Recent headlines claim that smelling lemons can make you feel slimmer. Is there truth to this claim, or is it just a bunch of sour…lemons?
The original research examined how smell affects ‘body image perception’.1
In study one, 14 young adults (mostly men), were exposed to lemon and vanilla scents, and then asked to rate the perceived scent on a line, where a thin body silhouette anchored one side, and a thick body silhouette on the other.
When exposed to vanilla, participants rated more toward the thick body, about 0.65, on a 0 to 1 scale. When smelling lemon, they perceived the scent to be more toward the thin body image, with a mean score of 0.35.
It is from this result the headlines staked their claims — 0.3 units on a 0 to 1 scale of how participants visualized a scent, but participants did not rate their own bodies.

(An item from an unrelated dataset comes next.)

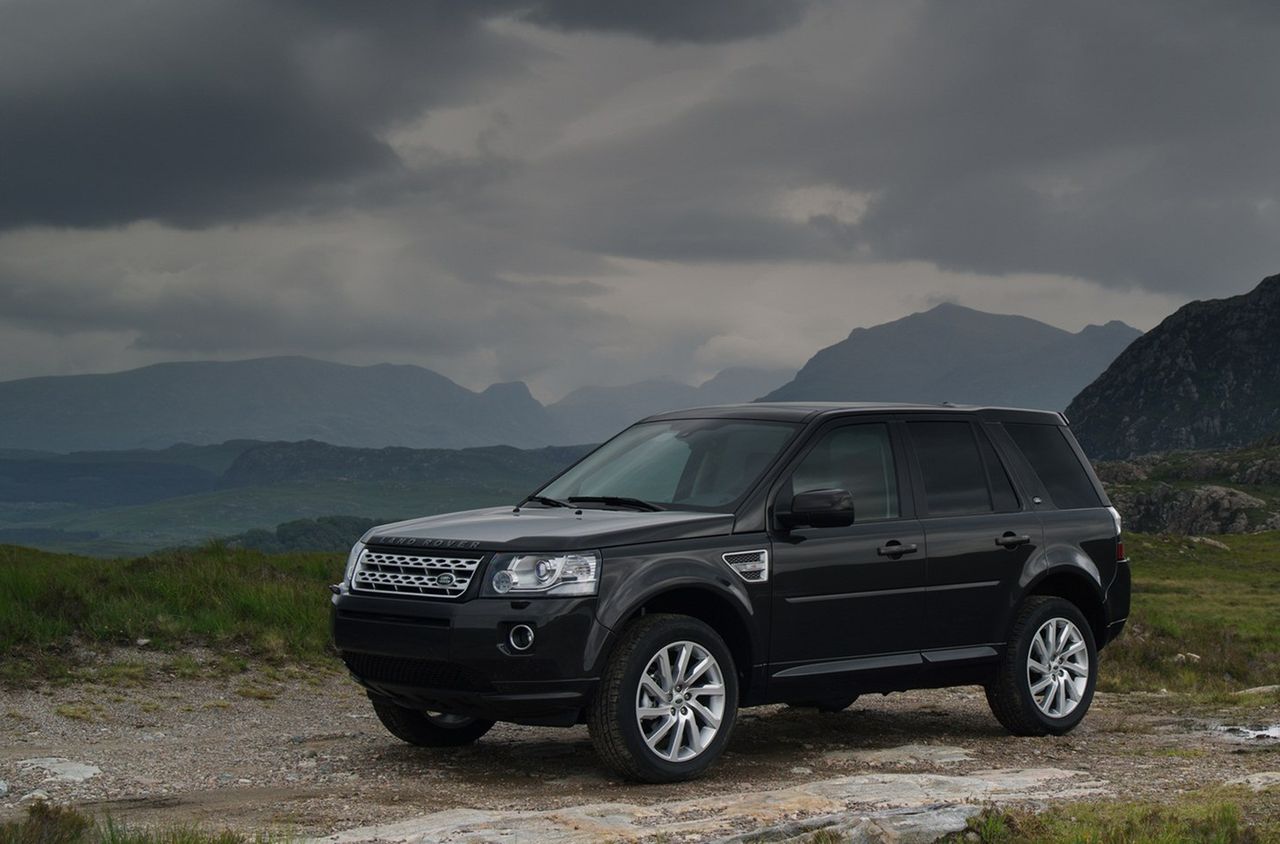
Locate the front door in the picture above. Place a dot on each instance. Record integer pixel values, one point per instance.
(979, 532)
(848, 600)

However, in study two, they did, and found little difference in how much they felt they weighed after smelling lemon or vanilla on a scale from ‘light' to ‘heavy’. There were also able to adjust the chest, waist and hips of a 3D body visualizer, after each scent, but no differences were found.
So, while this study was an admirable one, despite headline claims, smelling lemon is unlikely to have a meaningful effect on how slim you feel.
Sorry to end on such a sour note.
References
- Brianza, G., Tajadura-Jiménez, A., Maggioni, E., Pittera, D., Bianchi-Berthouze, N., & Obrist, M. (2019, September). As light as your scent: effects of smell and sound on body image perception. In IFIP Conference on Human-Computer Interaction (pp. 179-202). Springer, Cham.